I remember a night in a hotel in Chicago for business. My husband texted me to let me know that he wanted me to listen to this song. I was overwhelmed with love and feeling the SAME way that he was. This song is EXACTLY how I am feeling right now.
I was getting ready for bed that night at the hotel and I watched this video over and over. I love that he always wanted to be with me. "I am here without you baby but your still on my lonely mind. I think about you baby, but you are still with me in my dreams. And tonight, it's only you and me. Everything know and anywhere I go, it gets hard but it won't take away my love. And when the last one falls when it's all said and done it gets hard but it won't take away my love."

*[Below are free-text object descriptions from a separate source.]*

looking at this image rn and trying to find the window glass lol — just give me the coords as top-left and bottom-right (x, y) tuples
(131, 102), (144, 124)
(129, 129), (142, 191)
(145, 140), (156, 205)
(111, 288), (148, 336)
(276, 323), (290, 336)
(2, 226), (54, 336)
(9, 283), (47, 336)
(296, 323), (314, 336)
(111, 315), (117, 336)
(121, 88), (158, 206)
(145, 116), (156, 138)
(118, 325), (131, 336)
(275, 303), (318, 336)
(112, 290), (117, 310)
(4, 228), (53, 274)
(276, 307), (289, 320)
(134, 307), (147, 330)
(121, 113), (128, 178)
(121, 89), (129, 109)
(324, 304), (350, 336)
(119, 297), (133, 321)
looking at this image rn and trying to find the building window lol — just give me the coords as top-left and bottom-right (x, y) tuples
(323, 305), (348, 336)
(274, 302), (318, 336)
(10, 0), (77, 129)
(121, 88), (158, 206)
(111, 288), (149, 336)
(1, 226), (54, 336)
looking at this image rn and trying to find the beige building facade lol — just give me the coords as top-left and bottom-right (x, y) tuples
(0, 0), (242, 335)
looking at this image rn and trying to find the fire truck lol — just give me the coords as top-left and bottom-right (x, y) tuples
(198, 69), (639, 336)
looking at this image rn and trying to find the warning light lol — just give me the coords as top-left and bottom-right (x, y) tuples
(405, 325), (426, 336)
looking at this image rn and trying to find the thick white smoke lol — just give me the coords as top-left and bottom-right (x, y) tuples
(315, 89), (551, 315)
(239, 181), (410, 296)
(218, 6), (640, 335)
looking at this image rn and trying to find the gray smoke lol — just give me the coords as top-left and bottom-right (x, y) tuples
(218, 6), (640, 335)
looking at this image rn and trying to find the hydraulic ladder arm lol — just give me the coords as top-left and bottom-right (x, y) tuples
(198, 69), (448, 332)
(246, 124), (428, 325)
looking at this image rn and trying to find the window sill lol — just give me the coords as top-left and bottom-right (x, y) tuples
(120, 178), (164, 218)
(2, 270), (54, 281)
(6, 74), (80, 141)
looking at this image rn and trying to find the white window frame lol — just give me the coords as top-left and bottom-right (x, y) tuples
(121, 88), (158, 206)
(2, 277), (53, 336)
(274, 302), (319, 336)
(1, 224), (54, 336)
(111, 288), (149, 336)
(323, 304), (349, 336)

I miss him so much that the pain is hard to articulate and feel. I am planning his funeral. This is what is keeping me going. I want it to be a tribute to him and his life. I am going through photographs. I got up at 4am with Zach. It's hard to sleep and to focus. I don't fight it and know that everyone mourns in their own way. Right now, I am listening to songs that comfort me. I am pouring through photos. I never thought I would be in my forties and lose the love of my life. I never imagined having to go to the cemetery yesterday and picking the grave and my grave. Can this be a horrible bad dream? I am not angry one ounce. I am so thankful it happened. I am so thankful we found each other. I just miss him. I am more determined to honor, love and make him proud that I am his wife.